Cosa vedere a Viterbo
Viterbo è un tuffo totale nel Medioevo italiano. Lasciati la modernità alle spalle ed entra nel Quartiere San Pellegrino: un intrico incredibile di case con scale esterne (profferli), archi sospesi e torri incastonate nella scura roccia peperino. Raggiungi poi la monumentale piazza di San Lorenzo, dove dominano il Duomo e lo spettacolare Palazzo dei Papi con la sua Loggia traforata da cui il Pontefice si affacciava. Cuore civico è invece Piazza del Plebiscito, con il Palazzo dei Priori. Fuori dalle mura, l'antichissimo parco delle acque sulfuree bollenti delle Terme dei Papi (citate persino da Dante nell'Inferno) ti aspetta per un bagno rilassante.
La storia di Viterbo
Fondata dagli Etruschi, Viterbo crebbe nel Medioevo diventando così potente (e così ricca d'acqua) da diventare, a metà del Duecento, la vera e propria Capitale della Cristianità. I Papi, in fuga dalla caotica Roma, trasferirono qui la sede papale per ben 24 anni. Qui, nel 1268, si tenne il Conclave più lungo della storia: durò quasi tre anni e i cittadini viterbesi, infuriati, chiusero i cardinali a chiave ('cum clave') e scoperchiarono il tetto per costringerli a eleggere in fretta il nuovo Papa!
I sapori del territorio
La cucina della Tuscia viterbese mescola i sapori forti laziali con le influenze toscane e umbre.

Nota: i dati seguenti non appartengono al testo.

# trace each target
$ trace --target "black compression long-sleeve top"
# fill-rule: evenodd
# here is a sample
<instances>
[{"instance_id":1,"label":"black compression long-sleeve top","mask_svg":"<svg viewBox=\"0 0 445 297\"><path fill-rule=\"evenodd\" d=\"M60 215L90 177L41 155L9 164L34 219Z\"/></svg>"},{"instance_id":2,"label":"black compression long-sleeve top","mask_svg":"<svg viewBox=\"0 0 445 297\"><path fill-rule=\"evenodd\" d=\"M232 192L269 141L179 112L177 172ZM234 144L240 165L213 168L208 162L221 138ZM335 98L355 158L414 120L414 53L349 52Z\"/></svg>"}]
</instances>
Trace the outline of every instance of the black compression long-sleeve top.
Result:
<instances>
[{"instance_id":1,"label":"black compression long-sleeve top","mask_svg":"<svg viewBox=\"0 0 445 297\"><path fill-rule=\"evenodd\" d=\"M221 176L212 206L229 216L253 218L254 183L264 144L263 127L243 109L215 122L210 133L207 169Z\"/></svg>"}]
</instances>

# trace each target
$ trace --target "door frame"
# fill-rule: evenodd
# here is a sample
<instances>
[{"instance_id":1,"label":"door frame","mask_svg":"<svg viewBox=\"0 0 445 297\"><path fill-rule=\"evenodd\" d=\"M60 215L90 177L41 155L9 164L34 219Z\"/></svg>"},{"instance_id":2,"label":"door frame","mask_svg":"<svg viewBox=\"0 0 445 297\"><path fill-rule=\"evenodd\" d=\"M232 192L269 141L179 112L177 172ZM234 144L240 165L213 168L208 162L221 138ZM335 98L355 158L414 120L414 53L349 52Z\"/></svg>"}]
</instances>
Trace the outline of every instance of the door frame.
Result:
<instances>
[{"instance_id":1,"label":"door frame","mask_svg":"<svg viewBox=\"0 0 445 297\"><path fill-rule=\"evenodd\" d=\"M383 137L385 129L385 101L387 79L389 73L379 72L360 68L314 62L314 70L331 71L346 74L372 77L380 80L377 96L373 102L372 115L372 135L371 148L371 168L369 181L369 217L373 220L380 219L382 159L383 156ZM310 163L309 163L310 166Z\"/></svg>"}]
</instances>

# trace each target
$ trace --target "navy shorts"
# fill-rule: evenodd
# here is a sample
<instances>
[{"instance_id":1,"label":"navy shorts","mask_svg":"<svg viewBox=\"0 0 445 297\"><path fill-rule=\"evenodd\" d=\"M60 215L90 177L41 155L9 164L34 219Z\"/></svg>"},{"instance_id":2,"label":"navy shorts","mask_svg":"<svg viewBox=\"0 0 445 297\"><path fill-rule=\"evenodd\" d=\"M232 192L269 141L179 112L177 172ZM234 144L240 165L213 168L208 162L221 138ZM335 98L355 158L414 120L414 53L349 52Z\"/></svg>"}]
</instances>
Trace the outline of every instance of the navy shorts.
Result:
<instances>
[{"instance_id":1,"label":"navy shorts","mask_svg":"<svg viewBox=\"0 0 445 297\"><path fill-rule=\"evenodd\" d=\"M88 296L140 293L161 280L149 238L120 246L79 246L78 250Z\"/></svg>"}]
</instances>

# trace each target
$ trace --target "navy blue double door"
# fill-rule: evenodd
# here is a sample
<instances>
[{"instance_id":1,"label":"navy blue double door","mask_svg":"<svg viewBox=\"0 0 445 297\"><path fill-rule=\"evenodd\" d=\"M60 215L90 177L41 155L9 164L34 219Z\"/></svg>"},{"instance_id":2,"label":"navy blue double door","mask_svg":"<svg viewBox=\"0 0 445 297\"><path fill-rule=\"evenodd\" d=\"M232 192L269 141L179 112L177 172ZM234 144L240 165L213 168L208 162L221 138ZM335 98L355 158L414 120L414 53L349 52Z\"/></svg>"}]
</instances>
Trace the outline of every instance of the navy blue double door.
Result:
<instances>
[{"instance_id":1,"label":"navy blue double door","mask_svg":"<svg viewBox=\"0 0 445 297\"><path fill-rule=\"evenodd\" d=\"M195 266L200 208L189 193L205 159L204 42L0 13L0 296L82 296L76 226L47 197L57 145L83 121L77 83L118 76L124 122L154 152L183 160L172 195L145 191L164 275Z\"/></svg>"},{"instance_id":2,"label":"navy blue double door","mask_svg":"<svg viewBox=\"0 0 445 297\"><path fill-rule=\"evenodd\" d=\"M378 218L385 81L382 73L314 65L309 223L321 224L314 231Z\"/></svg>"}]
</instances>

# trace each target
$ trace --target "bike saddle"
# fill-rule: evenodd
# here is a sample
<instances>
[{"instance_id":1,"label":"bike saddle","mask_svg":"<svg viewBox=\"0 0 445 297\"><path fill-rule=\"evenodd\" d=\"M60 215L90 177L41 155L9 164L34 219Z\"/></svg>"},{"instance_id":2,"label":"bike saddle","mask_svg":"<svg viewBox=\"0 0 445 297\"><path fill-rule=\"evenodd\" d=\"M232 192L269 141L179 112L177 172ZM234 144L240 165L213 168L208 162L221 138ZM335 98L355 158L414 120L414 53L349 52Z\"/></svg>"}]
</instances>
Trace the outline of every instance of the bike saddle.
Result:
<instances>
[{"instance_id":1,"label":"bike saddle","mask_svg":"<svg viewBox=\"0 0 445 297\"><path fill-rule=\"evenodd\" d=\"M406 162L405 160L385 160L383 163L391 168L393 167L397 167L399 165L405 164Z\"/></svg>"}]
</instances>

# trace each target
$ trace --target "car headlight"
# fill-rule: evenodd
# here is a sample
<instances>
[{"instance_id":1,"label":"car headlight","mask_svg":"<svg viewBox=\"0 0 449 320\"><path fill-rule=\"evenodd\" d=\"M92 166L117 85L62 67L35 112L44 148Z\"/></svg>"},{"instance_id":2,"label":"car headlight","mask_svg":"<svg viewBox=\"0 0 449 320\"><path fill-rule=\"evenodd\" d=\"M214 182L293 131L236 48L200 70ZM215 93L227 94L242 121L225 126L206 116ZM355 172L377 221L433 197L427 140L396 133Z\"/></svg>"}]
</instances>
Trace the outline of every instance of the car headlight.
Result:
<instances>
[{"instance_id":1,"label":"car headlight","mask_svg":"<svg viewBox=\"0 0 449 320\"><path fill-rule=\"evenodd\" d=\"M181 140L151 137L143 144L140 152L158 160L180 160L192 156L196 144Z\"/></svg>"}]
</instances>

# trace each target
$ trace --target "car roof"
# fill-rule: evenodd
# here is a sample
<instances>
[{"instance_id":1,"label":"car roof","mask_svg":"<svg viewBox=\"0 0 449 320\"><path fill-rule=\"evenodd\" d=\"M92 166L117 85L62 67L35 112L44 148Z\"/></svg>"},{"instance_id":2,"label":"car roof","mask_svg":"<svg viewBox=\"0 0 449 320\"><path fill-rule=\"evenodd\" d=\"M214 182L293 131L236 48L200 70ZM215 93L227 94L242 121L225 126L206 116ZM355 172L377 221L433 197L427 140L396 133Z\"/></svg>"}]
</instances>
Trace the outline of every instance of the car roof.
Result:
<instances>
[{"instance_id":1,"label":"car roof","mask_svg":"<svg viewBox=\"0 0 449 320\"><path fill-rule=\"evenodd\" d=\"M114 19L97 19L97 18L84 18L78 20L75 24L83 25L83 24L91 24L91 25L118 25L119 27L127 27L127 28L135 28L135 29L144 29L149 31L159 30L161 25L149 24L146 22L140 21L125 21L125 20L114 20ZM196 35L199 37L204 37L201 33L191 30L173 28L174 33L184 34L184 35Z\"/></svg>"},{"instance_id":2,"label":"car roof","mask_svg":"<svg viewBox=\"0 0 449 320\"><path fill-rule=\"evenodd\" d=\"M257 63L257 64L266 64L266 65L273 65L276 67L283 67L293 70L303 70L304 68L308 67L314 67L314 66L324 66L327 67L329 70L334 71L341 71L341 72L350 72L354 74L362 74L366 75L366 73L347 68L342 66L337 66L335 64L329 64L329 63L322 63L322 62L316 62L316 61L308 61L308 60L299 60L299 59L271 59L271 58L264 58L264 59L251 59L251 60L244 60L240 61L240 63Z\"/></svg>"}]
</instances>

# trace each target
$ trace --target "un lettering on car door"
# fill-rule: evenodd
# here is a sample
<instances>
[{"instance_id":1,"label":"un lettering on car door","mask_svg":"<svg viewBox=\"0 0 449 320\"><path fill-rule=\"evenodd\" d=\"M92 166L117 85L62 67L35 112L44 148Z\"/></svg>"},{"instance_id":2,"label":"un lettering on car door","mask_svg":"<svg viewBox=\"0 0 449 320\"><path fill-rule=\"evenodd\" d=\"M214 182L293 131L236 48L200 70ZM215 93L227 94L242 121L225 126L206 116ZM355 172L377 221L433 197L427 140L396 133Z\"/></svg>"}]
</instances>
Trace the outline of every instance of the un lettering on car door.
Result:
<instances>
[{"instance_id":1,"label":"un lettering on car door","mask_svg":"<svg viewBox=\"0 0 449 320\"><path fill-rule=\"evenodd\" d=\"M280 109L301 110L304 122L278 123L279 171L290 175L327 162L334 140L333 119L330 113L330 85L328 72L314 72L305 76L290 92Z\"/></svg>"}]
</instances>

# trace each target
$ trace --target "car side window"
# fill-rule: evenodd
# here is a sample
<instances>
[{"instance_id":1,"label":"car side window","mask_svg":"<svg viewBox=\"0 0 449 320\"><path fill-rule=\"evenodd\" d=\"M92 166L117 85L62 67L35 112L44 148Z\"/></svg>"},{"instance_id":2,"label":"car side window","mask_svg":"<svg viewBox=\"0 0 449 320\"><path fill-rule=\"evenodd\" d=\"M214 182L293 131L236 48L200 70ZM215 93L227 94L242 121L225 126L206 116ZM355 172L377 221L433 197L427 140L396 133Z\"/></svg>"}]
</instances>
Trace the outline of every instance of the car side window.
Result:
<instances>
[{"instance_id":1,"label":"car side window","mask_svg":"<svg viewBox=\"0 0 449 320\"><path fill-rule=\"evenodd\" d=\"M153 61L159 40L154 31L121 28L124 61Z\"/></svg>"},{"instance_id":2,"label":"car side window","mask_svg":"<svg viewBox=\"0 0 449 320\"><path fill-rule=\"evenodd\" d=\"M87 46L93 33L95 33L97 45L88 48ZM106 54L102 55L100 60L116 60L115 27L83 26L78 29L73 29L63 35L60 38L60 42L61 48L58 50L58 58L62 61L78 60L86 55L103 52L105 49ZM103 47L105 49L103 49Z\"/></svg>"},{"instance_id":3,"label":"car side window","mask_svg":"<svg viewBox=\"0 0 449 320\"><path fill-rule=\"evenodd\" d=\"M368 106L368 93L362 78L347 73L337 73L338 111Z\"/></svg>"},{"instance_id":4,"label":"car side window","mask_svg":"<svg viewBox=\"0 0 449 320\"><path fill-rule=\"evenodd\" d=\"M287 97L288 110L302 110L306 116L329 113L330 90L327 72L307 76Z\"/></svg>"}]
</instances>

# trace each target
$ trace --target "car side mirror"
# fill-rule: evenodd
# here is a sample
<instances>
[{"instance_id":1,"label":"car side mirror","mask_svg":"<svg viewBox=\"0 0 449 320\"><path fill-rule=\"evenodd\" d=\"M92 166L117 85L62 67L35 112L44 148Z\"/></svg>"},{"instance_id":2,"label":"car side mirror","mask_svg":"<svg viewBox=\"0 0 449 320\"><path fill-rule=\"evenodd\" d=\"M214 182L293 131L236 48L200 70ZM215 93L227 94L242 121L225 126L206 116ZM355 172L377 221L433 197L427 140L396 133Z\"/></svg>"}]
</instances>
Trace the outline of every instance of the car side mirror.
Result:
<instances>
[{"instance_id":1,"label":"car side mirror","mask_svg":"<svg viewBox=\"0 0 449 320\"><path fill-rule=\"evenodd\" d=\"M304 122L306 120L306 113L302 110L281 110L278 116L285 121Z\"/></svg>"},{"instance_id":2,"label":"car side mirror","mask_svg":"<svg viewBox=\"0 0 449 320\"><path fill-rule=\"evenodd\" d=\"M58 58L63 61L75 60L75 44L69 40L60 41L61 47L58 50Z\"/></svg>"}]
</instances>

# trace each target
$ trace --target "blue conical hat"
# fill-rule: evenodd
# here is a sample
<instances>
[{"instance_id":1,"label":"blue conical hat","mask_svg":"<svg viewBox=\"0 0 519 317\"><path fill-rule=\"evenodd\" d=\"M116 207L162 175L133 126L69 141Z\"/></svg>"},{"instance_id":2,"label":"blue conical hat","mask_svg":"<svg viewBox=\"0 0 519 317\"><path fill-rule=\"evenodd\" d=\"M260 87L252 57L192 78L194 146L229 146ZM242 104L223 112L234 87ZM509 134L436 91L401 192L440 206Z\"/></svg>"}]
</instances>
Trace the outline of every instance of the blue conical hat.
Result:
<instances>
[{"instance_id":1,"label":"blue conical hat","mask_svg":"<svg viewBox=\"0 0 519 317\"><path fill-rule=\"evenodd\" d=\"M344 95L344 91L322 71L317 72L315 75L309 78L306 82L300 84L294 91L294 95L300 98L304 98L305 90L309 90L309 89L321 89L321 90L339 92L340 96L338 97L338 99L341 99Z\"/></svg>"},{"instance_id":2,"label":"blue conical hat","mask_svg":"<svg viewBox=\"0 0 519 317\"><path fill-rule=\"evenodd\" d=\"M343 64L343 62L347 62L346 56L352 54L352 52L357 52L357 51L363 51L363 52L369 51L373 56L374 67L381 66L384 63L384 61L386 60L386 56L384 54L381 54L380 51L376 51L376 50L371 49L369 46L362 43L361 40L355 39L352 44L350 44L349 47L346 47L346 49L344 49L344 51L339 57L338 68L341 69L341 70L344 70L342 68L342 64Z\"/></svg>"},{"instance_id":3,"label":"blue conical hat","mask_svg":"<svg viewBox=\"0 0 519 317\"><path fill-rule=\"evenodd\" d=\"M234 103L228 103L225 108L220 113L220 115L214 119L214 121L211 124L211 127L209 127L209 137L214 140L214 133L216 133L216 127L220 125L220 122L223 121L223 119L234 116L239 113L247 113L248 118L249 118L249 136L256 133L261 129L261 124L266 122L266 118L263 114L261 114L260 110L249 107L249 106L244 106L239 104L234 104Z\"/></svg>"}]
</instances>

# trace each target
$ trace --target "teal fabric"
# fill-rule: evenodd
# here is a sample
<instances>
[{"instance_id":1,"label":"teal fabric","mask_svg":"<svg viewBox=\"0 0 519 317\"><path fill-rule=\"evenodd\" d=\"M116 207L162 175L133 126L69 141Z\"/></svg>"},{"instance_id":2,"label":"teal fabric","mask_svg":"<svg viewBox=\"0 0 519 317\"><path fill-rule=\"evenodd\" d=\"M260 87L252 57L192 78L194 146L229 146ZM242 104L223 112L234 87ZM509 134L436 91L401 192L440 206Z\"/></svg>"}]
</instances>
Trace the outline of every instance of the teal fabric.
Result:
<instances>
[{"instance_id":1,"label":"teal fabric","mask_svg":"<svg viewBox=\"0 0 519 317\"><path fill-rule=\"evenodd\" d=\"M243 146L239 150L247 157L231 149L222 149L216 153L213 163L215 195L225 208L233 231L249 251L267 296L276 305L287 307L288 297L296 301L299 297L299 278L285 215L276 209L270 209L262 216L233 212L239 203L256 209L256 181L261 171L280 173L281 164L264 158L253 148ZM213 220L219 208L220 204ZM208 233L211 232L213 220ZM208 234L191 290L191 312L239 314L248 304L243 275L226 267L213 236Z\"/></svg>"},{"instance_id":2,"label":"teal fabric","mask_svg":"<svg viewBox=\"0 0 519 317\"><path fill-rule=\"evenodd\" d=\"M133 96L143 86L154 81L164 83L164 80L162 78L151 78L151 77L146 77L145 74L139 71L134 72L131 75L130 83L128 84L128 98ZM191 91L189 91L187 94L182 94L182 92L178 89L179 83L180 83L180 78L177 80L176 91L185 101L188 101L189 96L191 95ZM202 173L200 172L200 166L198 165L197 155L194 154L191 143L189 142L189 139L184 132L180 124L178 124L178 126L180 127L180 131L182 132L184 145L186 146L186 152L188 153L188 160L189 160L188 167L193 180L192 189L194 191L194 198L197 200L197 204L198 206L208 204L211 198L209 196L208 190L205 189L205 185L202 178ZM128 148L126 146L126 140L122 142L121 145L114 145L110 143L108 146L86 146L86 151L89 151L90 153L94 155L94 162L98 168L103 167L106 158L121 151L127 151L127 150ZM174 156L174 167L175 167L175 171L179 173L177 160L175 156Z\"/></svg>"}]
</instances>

Prova la profumata Acquacotta (una zuppa antica di verdure, mentuccia, patate e uova servita su pane raffermo) e i famosi Lombrichelli (grossi spaghetti fatti solo con acqua e farina, conditi all'arrabbiata o al ragù). Da non perdere le pregiate Nocciole dei Monti Cimini e i gustosi salumi locali come la Susianella. Da bere? L'inconfondibile e storico vino bianco Est! Est!! Est!!! della vicina Montefiascone.